ALG Editor’s Note: In the following featured editorial from the Wall Street Journal, the board makes the case for President Donald Trump yanking California’s Clean Air Act waiver that lets it set its own fuel economy standards:
California can’t go its own way
If you haven’t heard, President Trump has declared war on California, the auto industry and the world’s climate. Or that’s what liberals are saying about his Administration’s plans to revoke California’s waiver that lets it set national fuel economy rules that raise costs for consumers across the country.
Mr. Trump trolled California progressives during a visit to the Golden State on Wednesday by tweeting that his Administration would yank California’s Clean Air Act waiver. The Environmental Protection Agency last year foreshadowed its plans to do so when it proposed relaxing the Obama -era corporate average fuel economy (Cafe) standards.

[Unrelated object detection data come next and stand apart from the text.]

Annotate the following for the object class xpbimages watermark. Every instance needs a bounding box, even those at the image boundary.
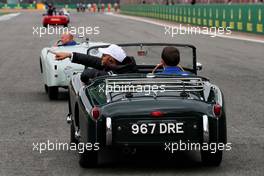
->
[164,140,232,154]
[32,25,100,37]
[164,24,232,37]
[32,140,100,154]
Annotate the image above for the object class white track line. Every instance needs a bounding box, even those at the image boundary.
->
[105,13,264,43]
[0,13,20,21]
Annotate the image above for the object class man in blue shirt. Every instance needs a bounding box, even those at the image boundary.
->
[155,46,189,75]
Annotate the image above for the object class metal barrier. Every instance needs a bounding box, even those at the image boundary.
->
[121,4,264,34]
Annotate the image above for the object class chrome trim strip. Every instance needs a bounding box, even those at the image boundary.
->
[106,117,112,146]
[203,115,209,143]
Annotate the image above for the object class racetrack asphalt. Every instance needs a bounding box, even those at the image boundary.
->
[0,12,264,176]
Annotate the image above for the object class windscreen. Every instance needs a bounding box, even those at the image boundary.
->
[88,43,196,72]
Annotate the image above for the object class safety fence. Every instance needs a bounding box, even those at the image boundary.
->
[121,4,264,34]
[0,3,113,9]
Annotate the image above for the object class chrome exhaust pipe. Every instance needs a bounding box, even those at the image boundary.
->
[66,114,72,124]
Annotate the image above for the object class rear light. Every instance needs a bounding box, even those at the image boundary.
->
[91,107,100,121]
[150,111,164,117]
[213,104,222,117]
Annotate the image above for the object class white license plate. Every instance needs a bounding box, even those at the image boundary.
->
[131,122,184,134]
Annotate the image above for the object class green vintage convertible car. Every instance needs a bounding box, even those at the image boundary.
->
[67,43,227,167]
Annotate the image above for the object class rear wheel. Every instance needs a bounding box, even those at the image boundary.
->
[48,86,59,100]
[201,150,223,166]
[44,84,48,93]
[79,149,98,168]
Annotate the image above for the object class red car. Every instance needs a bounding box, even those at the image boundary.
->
[42,15,70,27]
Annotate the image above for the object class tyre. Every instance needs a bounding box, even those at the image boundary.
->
[70,122,79,144]
[79,149,98,168]
[201,150,223,166]
[48,86,59,100]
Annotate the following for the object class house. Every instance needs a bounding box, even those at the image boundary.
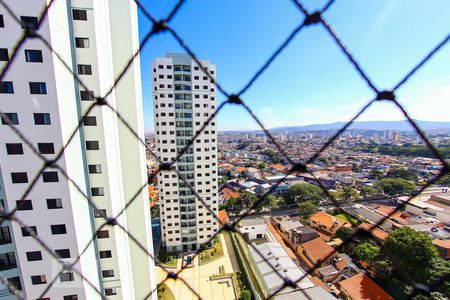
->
[271,216,317,250]
[237,217,267,240]
[255,183,271,195]
[334,164,352,173]
[297,238,337,266]
[249,243,334,300]
[338,273,394,300]
[309,211,351,241]
[358,223,389,242]
[433,239,450,260]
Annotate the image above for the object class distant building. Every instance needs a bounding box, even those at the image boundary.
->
[338,273,394,300]
[297,238,337,266]
[152,53,219,251]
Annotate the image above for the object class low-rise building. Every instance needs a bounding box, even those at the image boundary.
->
[272,216,317,250]
[338,273,394,300]
[309,211,351,241]
[237,217,270,240]
[297,238,338,266]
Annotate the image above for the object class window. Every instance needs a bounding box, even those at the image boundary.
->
[77,65,92,75]
[80,91,94,101]
[50,224,67,234]
[42,171,59,182]
[47,198,62,209]
[55,249,70,258]
[20,226,37,236]
[99,250,112,258]
[38,143,55,154]
[86,141,100,150]
[105,288,117,296]
[25,50,44,62]
[30,82,47,95]
[94,209,106,218]
[20,16,38,30]
[2,113,19,125]
[59,272,75,282]
[11,172,28,183]
[6,278,22,291]
[16,200,33,210]
[0,81,14,94]
[72,9,87,21]
[88,165,102,174]
[83,116,97,126]
[27,251,42,261]
[102,270,114,278]
[75,38,90,48]
[6,143,23,155]
[31,275,47,284]
[0,48,9,61]
[97,230,109,239]
[33,113,52,125]
[91,187,105,196]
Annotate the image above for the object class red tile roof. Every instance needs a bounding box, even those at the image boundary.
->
[300,238,334,262]
[339,273,394,300]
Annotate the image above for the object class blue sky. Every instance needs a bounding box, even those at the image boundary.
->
[139,0,450,131]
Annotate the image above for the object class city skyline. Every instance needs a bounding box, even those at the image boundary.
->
[139,1,450,131]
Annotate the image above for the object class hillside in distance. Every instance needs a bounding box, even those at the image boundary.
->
[270,120,450,133]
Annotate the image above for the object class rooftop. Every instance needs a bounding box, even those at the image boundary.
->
[249,243,315,293]
[300,238,334,262]
[339,273,394,300]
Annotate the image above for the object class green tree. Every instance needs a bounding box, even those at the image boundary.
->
[355,243,380,264]
[384,226,450,297]
[359,185,378,198]
[298,201,317,221]
[355,242,393,280]
[375,178,416,196]
[384,226,439,271]
[386,169,419,182]
[284,183,325,204]
[239,290,252,300]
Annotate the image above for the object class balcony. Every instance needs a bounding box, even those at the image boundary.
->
[0,226,12,245]
[0,252,17,271]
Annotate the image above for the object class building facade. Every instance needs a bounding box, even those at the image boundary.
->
[0,0,156,300]
[152,53,218,251]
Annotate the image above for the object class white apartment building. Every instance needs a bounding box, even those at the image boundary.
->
[152,53,218,251]
[0,0,156,300]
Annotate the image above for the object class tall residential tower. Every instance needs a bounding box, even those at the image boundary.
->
[153,53,218,251]
[0,0,156,300]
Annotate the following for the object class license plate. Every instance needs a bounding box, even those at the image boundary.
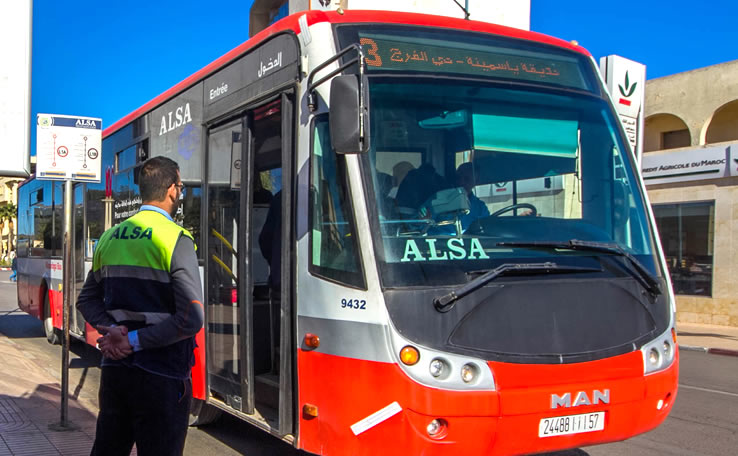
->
[538,412,605,437]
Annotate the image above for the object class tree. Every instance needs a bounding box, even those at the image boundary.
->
[5,203,18,252]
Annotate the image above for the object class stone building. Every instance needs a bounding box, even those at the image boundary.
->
[641,60,738,326]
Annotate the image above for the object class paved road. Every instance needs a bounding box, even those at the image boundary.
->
[0,271,738,456]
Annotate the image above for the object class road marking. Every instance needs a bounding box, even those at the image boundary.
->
[679,383,738,397]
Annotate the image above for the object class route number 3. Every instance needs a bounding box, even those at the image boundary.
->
[359,38,382,66]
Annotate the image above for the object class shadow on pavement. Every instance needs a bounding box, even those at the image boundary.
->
[0,309,44,339]
[0,384,95,454]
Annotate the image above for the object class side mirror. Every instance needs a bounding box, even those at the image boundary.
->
[330,74,369,154]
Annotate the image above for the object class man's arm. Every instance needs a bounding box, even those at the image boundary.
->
[77,271,115,327]
[129,235,204,351]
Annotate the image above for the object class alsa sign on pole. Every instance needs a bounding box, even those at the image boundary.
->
[36,114,102,182]
[600,55,646,163]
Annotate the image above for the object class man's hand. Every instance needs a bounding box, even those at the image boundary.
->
[97,325,133,360]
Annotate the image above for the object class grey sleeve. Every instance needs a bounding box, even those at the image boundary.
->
[138,235,204,350]
[77,271,115,326]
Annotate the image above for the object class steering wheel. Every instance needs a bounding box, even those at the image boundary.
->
[489,203,538,217]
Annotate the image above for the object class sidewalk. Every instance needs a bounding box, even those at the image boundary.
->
[0,334,97,456]
[677,323,738,356]
[0,323,738,456]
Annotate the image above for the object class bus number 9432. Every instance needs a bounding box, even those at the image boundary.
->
[341,298,366,310]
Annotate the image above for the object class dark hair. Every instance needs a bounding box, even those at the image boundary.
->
[138,157,179,202]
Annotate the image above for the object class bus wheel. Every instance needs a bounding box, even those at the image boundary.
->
[44,292,61,345]
[190,397,220,426]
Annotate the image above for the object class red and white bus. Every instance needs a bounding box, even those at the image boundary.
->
[18,11,679,455]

The 1970 Clean Air Act prohibits states from regulating tailpipe emissions, but it allows California to request a waiver to “meet compelling and extraordinary conditions.” This waiver authority was intended to help California reduce tailpipe pollutants such as NOx and sulphur that contribute to smog. The LA haze in those days could be as thick as San Francisco’s fog.

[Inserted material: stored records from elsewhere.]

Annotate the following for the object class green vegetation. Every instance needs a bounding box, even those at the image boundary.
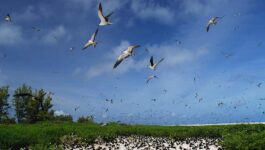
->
[0,122,265,150]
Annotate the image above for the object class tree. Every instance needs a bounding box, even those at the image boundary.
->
[13,84,32,123]
[0,86,10,123]
[13,84,53,123]
[52,115,73,123]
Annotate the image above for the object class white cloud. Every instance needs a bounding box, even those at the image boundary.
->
[14,6,39,21]
[43,25,71,44]
[12,5,53,21]
[0,23,23,45]
[131,0,175,24]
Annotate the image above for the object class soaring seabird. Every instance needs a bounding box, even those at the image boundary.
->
[113,45,140,69]
[83,29,98,50]
[5,14,12,22]
[146,75,158,84]
[206,17,223,32]
[149,56,164,70]
[98,3,113,26]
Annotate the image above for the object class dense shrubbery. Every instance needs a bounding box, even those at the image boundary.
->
[0,122,265,150]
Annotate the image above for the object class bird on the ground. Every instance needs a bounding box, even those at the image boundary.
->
[149,56,164,70]
[113,45,140,69]
[98,3,114,26]
[206,17,223,32]
[83,29,98,50]
[146,75,158,84]
[14,93,46,100]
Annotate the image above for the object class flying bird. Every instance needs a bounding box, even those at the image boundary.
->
[175,40,182,45]
[98,3,113,26]
[206,17,223,32]
[113,45,140,69]
[83,29,98,50]
[75,106,80,111]
[5,14,12,22]
[69,47,75,51]
[149,56,164,70]
[31,27,40,32]
[257,83,262,88]
[146,75,158,84]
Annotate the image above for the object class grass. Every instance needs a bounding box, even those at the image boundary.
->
[0,123,265,150]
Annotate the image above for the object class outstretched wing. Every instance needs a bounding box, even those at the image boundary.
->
[98,3,105,21]
[157,58,164,65]
[150,56,154,66]
[113,53,126,69]
[91,28,98,41]
[206,24,211,32]
[106,11,114,19]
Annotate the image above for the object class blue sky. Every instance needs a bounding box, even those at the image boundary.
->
[0,0,265,125]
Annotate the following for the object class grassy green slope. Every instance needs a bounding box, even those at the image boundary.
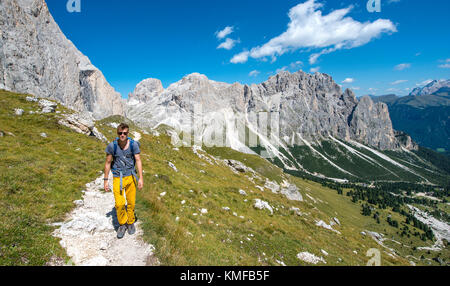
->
[0,91,103,265]
[277,141,450,184]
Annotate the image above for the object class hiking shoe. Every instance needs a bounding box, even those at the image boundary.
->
[117,225,127,239]
[127,223,136,235]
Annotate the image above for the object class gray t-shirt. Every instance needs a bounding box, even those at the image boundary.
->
[105,141,141,178]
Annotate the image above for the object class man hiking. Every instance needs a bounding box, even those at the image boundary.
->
[104,123,144,239]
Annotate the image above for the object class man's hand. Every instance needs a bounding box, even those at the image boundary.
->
[105,181,111,193]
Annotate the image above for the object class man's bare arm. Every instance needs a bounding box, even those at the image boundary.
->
[104,154,113,192]
[134,154,144,189]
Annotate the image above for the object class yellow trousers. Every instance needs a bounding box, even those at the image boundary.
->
[113,175,137,225]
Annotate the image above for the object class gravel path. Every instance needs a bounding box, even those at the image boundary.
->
[53,174,159,266]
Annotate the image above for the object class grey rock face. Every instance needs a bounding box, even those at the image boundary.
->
[0,0,123,119]
[350,96,398,150]
[126,71,409,151]
[409,80,450,95]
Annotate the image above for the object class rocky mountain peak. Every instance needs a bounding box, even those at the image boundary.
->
[0,0,123,119]
[128,78,164,105]
[409,80,450,96]
[127,70,411,150]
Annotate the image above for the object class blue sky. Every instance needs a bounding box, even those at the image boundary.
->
[46,0,450,98]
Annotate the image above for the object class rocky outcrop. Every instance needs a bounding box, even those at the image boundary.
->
[126,71,409,152]
[350,96,399,150]
[0,0,123,119]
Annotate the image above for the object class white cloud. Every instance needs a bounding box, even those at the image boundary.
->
[230,51,250,64]
[276,61,303,73]
[216,26,234,40]
[310,67,320,73]
[391,79,408,85]
[248,70,260,76]
[416,79,433,86]
[386,88,399,91]
[394,64,411,71]
[217,38,240,50]
[232,0,397,64]
[342,78,355,83]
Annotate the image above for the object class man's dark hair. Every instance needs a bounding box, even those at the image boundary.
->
[117,123,130,132]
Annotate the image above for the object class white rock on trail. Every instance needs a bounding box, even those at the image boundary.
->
[254,199,273,214]
[53,175,159,266]
[297,252,327,264]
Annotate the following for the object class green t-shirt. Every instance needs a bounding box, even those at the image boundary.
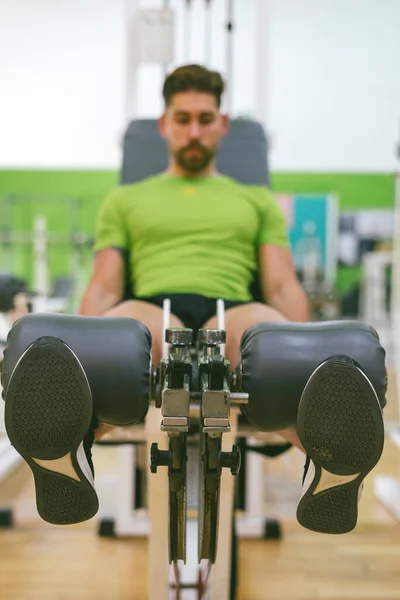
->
[95,173,289,301]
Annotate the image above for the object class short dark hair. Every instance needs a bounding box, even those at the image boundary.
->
[163,65,225,108]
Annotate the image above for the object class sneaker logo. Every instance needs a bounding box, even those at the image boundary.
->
[32,452,80,481]
[313,468,360,496]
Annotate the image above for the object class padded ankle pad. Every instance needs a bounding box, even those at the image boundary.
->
[2,314,151,425]
[240,321,387,431]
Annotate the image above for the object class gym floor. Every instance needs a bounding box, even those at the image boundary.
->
[0,376,400,600]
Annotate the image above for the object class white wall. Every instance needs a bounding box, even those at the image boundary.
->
[0,0,400,172]
[0,0,125,168]
[268,0,400,171]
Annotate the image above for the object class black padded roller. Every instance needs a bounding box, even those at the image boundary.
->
[2,314,151,425]
[239,321,387,431]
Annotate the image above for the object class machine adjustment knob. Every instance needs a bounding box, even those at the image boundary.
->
[165,327,193,346]
[219,445,241,475]
[150,443,169,473]
[199,329,226,346]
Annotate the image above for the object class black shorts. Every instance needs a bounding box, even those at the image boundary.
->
[136,294,249,334]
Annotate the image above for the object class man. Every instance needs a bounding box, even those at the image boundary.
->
[6,65,382,532]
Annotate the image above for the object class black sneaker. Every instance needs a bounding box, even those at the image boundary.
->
[297,356,384,534]
[5,337,99,525]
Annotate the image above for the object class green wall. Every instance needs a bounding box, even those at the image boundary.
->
[0,170,395,291]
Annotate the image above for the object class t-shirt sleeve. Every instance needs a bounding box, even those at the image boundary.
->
[94,189,129,252]
[259,189,290,248]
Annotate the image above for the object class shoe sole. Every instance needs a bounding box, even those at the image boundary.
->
[5,337,99,525]
[297,356,384,534]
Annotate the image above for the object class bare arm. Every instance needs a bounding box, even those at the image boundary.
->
[79,248,125,316]
[259,244,310,322]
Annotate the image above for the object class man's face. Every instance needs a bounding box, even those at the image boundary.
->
[160,91,228,175]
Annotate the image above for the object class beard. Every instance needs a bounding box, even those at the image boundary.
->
[174,143,217,173]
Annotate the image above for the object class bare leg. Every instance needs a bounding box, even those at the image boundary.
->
[204,302,305,452]
[95,300,184,440]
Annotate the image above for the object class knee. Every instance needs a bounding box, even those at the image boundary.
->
[239,322,387,431]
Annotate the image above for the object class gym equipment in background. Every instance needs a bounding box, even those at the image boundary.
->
[0,194,93,312]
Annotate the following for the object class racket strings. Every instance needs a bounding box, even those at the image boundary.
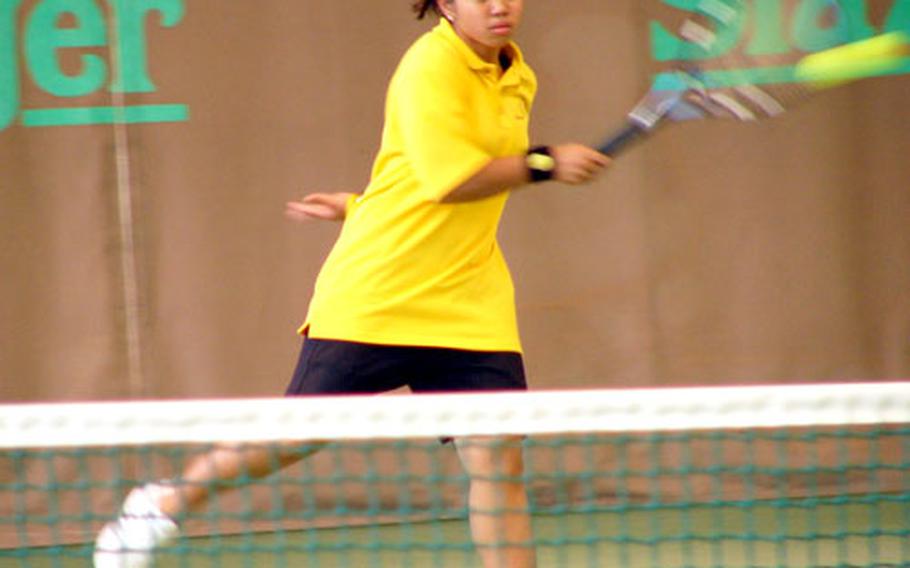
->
[677,0,849,121]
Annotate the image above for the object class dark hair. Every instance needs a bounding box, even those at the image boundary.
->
[411,0,441,20]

Yet the Obama Administration in 2009 issued California a waiver to regulate greenhouse gas emissions despite the lack of legal or environmental justification. The Energy Policy and Conservation Act pre-empts state regulations of fuel economy, and CO2 emissions don’t cause smog. CO2 wasn’t even considered a pollutant until the Supreme Court’s Massachusetts v. EPA (2007) decision.
The Trump Administration now has strong economic, regulatory and constitutional reasons to revoke the waiver. California has used its waiver to impose electric car quotas that will raise costs for consumers across the country. Manufacturing an electric car costs $12,000 more than an equivalent gas-powered vehicle. Despite generous federal and state consumer subsidies, auto makers will probably have to sell EVs below cost in California and raise prices on gas-powered cars everywhere else.
The state’s EV mandate doesn’t even account for all CO2 emissions since it awards more credit for longer-range batteries, even though they require more energy (and fossil fuels) to manufacture. A Tesla Model S, for instance, receives almost twice as much regulatory credit as a Nissan Leaf. It also provides credit for hydrogen fuel-cell vehicles that derive energy mostly from natural gas. This scheme encourages regulatory arbitrage.
Fair-weather liberal federalists are complaining that the Trump Administration is running over states’ rights. Yet the Commerce Clause prohibits states from burdening interstate commerce, and the California rules discriminate against consumers in other states. If California’s waiver is allowed to stand, its rules would become the de facto national standard.
Auto makers want regulatory certainty and have urged the Trump Administration to compromise with California to avoid a prolonged legal brawl. But California progressives as usual want it their way or the highway. As Gov. Gavin Newsom declared, “California will prevail because we’re leaders in this space.”
California intends to sue to enforce its own rules, and the Supreme Court may have an opportunity to consider the case before the end of President Trump’s term. If that happens, the Justices might also consider setting guardrails on Massachusetts v. EPA, which liberals have invoked to demand climate regulation not authorized by Congress.
Most auto makers are already increasing investment in electric cars to comply with regulations in China and Europe. The Trump Administration isn’t prohibiting them from manufacturing more fuel-efficient and electric cars. Liberals call the President a totalitarian, but he’s the one giving consumers and businesses a choice.